As for real economic data
consumer spending in France added a near final nail to the coffin by
dropping 0.4%.
Furthermore, data released on French builders also confirmed that
slowdown as the index slid two points. Builders noted in particular how
order books were judged to be less vibrant than normal as well as they
see a slowdown in activity for the next three months.
There
can be little doubt that the data releases above are suggestive of the
fact that the Eurozone may well be heading for a full blown recession
in Q2 and Q3. In that light, Trichet also moved in lately,
and with good reason, to reassure us that while the next two quarters
would see a "trough" in economic growth we would revert to normal
services from Q4 and onwards.
Two important questions arise then.
First
of all we have the obvious question of just how far the this slowdown
will drag on and as a derivative what kind of trend will we revert to?
As I have stated above it is really difficult to say anything remotely
sane about GDP outlook until we get Q2 numbers (currently the Eurozone
is standing at a 2.8% annualised q-o-q with Germany at 6% annualised
q-o-q (!), and I am sure not even the greatest optimist would venture
such a call). However, for me the question about the "trend" or
"normal" pace of growth is much more interesting since my feeling is
that the underlying momentum of a post recession Eurozone will surprise
on the negative side. As such, it is not about the potential recession
itself since these things come and go (although with a bit too high
frequency in some countries it seems) but much more so, it is a
question about the Eurozone which emerges and what we can reasonably
expect in terms of overall gusto.
A Step too Far?
Amidst
all this doom and gloom and recession sabre rattling some would perhaps
feel inclined to point out that the ECB seems to be getting just what
it ordered with its recent 0.25% rate increase as oil prices have
dropped smartly in the past weeks. I can see this point, if anyone
should feel like making it, but I am also sure that we can all agree
that oil prices these days are moved by more than the ECB. In fact, a
raising ECB in so far as it would pummel the USD should not make oil go
anywhere but up.
Meanwhile, the governing council at the ECB
must obviously be watching the incoming barrage of poor data with more
than a faint eye since it comes just weeks after rates were increased.
Now, I should make it clear that this was the ECB's intention all
along. Ever since the crisis began it was obvious for everybody that it
would push the business cycle into reverse but the ECB always opted for
inflation over growth; or at least it did not succumb to the temptation
to lower rates. Now the butcher is coming to collect his bill and it
could seem as if the ECB's credit card is in for a nasty overdraft.
Actually, this may turn out to be a quite literal conceptualization if
the Spanish mortgage market is about to turn into a pile of smoldering
bricks.
To sum up, Q2 GDP will be interesting to watch since it
will give us a sense of overall direction.
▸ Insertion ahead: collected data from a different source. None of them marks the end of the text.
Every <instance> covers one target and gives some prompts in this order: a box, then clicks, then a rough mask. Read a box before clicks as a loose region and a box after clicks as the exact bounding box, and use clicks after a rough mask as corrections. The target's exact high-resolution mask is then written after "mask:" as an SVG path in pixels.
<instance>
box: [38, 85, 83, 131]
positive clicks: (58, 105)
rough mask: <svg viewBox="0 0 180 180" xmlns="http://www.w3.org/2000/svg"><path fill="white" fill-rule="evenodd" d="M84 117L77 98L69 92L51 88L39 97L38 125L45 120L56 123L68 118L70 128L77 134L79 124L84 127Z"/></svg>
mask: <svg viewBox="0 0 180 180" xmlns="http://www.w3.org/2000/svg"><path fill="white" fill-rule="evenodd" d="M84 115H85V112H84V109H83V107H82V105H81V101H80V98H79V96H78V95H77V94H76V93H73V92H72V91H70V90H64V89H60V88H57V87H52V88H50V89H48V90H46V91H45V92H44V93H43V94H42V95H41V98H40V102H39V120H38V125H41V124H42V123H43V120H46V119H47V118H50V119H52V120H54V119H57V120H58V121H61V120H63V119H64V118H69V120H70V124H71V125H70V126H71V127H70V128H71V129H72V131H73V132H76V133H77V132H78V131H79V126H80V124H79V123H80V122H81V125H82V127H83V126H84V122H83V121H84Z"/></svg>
Other than that I am
watching Germany very closely and most specifically the export link
with Eastern Europe. Basically, Germany have been living on exports not
only to its main trading partners in the Eurozone (who are all now
slowing considerabl) but also on the margin to the CEE economies.
Especially this last link is about to break now and the repercussions
will be swift and severe in terms of economic momentum lost. Finally,
one cannot help but feel that Spain may be in for the worst of all
(perhaps even worse than Italy). The link between builders and their
banks seems a crucial issue to watch going forward.